Meet Thomas Allen, the World-Famous Opera Singer from Seaham
Thomas Allen has enjoyed an incredible career as one of the world's most celebrated operatic baritones. This summer he has come out of retirement to grace the stage once more at Glyndebourne
I wonder how much of a connection he still feels to the North East. ‘I’m sitting in a workshop in my shed in the garden,’ he says, ‘and I’m staring at two photographs of a very stormy sea at Seaham Harbour breaking over a lighthouse and the other one is of Durham Cathedral, so it never goes away.’
He admits that there were points in his career where a greater distance crept in (both geographically and psychologically), but becoming Chancellor of Durham University in 2012 renewed his connection to the area he grew up in. ‘It made me feel very glad to be back home, and very proud to be a North Easterner,’ says Thomas.
One thing that has never left him is his accent. ‘I love lapsing into my own dialect instead of trying to make myself fully understood by people in the South East who’ve never travelled far enough,’ he laughs.
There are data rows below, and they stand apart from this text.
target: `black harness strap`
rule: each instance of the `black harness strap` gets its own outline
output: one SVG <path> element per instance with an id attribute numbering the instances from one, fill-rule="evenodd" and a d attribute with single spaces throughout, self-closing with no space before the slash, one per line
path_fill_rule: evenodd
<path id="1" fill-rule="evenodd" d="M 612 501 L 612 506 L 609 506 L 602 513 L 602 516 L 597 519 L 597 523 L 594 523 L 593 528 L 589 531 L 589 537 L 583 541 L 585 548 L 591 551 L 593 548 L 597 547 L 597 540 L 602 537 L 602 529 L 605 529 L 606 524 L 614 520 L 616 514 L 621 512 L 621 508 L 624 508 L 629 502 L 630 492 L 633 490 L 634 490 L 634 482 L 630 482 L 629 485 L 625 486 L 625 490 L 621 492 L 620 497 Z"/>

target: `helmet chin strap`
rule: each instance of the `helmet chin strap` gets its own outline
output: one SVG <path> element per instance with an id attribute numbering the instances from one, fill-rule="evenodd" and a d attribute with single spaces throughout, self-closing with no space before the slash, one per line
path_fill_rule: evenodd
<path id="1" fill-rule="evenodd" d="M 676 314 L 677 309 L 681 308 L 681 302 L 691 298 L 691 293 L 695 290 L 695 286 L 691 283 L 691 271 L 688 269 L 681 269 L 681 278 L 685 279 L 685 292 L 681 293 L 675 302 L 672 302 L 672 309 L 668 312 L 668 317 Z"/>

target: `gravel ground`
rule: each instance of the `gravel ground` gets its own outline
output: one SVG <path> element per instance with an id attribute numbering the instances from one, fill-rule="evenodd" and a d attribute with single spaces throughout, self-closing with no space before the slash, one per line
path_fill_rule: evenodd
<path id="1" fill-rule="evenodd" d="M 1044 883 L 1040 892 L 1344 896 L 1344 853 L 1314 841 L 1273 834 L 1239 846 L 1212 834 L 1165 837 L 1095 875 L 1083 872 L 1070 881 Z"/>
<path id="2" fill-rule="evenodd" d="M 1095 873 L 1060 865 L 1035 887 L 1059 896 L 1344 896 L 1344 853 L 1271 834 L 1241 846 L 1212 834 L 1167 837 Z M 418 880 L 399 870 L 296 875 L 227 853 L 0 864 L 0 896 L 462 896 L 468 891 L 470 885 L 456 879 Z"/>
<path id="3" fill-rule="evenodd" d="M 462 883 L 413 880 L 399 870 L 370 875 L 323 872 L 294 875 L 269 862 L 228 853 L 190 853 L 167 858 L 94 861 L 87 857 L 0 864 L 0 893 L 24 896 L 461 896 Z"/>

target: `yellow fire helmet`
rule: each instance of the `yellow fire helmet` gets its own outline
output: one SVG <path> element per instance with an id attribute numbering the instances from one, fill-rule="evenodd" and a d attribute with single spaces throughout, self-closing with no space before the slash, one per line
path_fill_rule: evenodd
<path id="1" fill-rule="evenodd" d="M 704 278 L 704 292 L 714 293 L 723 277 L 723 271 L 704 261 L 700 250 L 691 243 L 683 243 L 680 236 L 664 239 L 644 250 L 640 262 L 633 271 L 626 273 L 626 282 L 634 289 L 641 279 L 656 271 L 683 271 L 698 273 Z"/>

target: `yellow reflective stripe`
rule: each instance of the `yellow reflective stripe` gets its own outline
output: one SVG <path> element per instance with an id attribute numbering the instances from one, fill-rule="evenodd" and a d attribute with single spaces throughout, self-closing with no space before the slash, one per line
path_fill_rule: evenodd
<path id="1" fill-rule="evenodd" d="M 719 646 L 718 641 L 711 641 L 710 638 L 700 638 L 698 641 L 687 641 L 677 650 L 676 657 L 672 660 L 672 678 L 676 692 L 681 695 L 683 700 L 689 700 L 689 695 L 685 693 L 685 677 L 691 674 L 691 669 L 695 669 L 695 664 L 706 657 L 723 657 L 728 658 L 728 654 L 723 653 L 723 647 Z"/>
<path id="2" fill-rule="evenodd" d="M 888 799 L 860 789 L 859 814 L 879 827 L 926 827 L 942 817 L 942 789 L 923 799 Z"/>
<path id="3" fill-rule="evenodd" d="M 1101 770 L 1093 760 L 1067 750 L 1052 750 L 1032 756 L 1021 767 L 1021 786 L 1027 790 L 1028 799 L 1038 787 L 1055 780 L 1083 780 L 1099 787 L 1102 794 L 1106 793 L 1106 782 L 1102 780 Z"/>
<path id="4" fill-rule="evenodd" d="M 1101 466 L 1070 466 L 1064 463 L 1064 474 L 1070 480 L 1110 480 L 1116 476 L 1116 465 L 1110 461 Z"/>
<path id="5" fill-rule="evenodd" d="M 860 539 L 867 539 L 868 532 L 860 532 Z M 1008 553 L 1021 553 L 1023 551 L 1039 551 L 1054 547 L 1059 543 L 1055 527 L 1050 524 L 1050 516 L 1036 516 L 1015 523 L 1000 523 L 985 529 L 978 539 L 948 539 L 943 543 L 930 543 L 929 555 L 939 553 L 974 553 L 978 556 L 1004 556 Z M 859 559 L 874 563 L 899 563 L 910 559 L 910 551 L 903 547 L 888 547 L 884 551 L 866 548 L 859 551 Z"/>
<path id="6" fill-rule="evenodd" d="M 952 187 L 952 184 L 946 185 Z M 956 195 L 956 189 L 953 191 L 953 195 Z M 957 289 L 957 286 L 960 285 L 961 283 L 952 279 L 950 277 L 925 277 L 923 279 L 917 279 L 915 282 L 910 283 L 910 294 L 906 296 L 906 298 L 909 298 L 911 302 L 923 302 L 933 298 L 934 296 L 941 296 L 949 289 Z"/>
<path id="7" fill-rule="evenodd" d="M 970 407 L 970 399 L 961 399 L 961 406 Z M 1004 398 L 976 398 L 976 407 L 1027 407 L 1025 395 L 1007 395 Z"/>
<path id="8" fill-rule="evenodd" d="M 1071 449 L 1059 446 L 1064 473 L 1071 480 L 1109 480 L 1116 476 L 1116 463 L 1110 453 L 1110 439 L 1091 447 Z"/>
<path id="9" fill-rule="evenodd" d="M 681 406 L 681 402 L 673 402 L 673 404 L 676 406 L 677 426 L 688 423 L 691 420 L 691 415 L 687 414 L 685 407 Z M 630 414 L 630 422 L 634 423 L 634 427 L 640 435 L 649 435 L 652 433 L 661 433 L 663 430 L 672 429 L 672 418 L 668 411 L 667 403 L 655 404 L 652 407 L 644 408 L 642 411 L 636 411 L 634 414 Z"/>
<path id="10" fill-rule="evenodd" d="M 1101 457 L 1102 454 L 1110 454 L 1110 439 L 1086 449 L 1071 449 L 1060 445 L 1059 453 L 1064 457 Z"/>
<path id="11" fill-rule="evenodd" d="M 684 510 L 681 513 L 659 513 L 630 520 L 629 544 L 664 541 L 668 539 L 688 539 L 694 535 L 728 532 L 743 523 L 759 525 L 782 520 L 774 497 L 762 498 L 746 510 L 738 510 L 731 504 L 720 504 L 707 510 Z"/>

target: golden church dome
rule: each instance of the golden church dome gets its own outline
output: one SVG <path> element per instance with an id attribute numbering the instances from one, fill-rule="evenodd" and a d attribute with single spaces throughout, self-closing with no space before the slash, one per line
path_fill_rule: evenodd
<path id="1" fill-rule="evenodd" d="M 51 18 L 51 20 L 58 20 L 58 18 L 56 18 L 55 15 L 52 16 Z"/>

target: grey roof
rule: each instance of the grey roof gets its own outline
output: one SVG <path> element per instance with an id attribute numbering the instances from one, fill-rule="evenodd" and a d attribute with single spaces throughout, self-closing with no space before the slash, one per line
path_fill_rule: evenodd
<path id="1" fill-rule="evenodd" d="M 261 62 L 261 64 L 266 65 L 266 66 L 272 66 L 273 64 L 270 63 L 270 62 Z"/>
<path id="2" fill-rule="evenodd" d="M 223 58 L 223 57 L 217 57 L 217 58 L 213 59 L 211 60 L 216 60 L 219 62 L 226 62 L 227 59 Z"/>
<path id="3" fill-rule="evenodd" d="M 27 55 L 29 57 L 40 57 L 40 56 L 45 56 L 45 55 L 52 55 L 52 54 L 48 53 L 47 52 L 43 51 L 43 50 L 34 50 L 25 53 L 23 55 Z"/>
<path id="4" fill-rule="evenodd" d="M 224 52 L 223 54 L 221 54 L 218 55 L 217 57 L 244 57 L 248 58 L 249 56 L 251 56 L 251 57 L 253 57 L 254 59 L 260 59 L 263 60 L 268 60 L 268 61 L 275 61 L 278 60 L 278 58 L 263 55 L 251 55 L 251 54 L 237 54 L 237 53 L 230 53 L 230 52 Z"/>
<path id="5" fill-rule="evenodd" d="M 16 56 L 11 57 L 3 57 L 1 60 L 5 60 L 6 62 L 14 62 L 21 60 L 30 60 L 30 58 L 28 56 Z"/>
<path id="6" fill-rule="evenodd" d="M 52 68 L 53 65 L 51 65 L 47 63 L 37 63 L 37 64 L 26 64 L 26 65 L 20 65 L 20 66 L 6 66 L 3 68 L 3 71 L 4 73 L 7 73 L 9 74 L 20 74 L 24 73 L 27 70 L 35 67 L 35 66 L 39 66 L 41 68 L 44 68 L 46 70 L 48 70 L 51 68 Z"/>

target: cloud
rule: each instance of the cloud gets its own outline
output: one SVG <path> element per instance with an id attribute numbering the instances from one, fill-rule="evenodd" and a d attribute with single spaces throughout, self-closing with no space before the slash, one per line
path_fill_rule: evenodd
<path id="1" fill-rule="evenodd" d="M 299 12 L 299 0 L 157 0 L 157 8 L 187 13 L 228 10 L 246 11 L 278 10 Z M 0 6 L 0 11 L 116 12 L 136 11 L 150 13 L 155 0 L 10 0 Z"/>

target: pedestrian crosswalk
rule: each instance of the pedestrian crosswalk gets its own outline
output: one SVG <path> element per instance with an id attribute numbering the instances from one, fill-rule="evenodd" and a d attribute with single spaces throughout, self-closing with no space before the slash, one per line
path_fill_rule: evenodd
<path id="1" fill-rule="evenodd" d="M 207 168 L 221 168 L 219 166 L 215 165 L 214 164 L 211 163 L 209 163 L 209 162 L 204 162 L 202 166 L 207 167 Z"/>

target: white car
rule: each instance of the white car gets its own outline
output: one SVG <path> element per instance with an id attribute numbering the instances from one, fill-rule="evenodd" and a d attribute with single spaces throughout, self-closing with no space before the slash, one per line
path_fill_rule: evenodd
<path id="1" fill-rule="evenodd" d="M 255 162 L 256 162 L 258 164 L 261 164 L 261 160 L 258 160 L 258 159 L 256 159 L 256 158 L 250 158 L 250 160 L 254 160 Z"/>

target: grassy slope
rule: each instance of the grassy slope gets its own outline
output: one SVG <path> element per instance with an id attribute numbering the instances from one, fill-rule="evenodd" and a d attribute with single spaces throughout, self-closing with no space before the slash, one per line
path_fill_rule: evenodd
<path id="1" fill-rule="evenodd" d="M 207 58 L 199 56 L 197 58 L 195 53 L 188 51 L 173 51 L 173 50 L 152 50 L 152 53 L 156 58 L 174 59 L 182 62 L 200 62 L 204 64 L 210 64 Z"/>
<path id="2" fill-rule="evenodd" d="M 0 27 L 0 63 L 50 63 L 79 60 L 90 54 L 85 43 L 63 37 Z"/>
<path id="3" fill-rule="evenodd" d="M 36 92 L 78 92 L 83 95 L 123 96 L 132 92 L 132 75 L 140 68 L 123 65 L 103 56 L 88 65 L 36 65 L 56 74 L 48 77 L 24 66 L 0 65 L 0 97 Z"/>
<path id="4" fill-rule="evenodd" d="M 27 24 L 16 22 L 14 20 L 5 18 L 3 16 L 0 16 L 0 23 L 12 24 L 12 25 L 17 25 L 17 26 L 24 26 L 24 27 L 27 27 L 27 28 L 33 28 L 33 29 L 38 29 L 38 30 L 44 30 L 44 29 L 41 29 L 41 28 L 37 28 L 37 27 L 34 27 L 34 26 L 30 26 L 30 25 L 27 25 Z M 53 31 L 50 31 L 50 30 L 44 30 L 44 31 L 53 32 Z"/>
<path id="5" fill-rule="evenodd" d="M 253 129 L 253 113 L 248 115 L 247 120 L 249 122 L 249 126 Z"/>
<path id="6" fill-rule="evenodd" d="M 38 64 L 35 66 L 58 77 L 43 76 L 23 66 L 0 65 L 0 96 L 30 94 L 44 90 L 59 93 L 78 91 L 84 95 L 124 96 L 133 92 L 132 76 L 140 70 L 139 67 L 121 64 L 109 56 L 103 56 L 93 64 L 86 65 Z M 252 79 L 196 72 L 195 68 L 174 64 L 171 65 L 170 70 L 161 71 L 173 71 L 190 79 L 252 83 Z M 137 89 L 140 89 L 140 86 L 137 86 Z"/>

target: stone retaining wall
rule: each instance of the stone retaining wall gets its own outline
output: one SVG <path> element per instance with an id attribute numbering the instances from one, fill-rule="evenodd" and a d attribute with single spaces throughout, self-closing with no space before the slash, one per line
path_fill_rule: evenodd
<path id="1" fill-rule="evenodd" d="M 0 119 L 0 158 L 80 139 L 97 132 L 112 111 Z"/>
He even wonders if it was an advantage in a job that required him to perform in a myriad of languages. ‘I think being bilingual in English – received pronunciation and also my home dialect – makes me very attuned to other languages [and] other accents… but that doesn’t actually help with the language – you just have to do the study!’
Nevertheless, dialects from closer to home have not been absent from his career. Thomas’s talent was first discovered by his physics teacher, Dennis Weatherley, himself a keen singer of Northumbrian music, and a few years ago Thomas recorded ‘Songs of Northumbria’ alongside Sheila Armstrong, the famed soprano from Ashington. ‘I sang them most recently at a concert that the now King asked me to do at Buckingham Palace for “a few friends”,’ he laughs, before telling me that these ‘friends’ turned out to be international royalty, who he delighted with a rendition of When the Boat Comes In.
Lee Hall has cited Thomas’ life as the inspiration for his iconic film, Billy Elliot. Thomas seems amused by the connection but tells me that – although he has been known to perform in a tutu – his ambitions were always encouraged. ‘If I had been a dancer, I’m sure I would have got tremendous support from my family,’ he says.
‘Although I didn’t hear opera at home, I heard a lot of music, and it was undoubtedly an influence on my life,’ he continues. Instead of opera, Thomas says that his childhood was filled with performances of popular musical from the local amateur dramatics society and pub songs sung around the piano. ‘Opera singers weren’t something that you came across in everyday life. Lots of miners, but not many opera singers,’ he laughs.
In an age where dramatic performances are lauded for their realism (or bemoaned for mumbling) I wonder how he navigates the melodrama and spectacle of opera? ‘Theatre is when people come together and talk to one another on stage, we walk up to somebody and we shout loud music in their ear,’ he laughs. ‘It’s an unusual form of communication but at its best it can have a hugely emotional impact,’ he continues. ‘The combination of music and a great composer expressing how he interprets an emotion at any particular moment can be shattering, and I’ve spent my life trying to make logic of all of that: trying to match the music of what I’m singing to whatever it is I’m feeling as a person, as a human being, as a character on stage,’ he says. ‘Sometimes those things come together – sometimes the role is the right one.
As an example, he points to the role of Beckmesser in Wagener’s Die Meistersinger. ‘The character became someone that I understood,’ he says. ‘He wasn’t a craftsman; he was a man who didn’t really fit into that particular society [because] he didn’t have calluses on his hands from hard work – he had ink stains.’
I could speculate about why this role in particular stands out to him, but that is not to say that opera isn’t a physical undertaking. ‘You try not to show the effort involved,’ he says, ‘but lung capacity, strength in the abdomen and everything else [is important]. Then it’s all depending on these two vocal folds in your throat about the size of an old six penny bit, and that’s your life.’
He admits that his initial retirement from the daily pressure of performing came as something of a relief – so what sparked the return? Thomas tells me that he had already played the comic role of Baron Mirko Zeta in Lehár’s The Merry Widow twice before in New York, and simply thought ‘“Why not one last time?”’
Nevertheless, his feelings returning to Glyndebourne are unavoidably complex. ‘It’s very nostalgic for me to go back to Glyndebourne and to remember meeting Sheila [Armstrong] from Ashington and feeling a little bit less homesick,’ he says.
‘Stepping on the stage at Glyndebourne was my first professional engagement really, I met lots of wonderful colleagues there from all over the world and it was a guide as to what the future might hold.
‘Going back there now, it’s different. It’s still lively - there are still lovely things about it – but it’s full of ghosts.’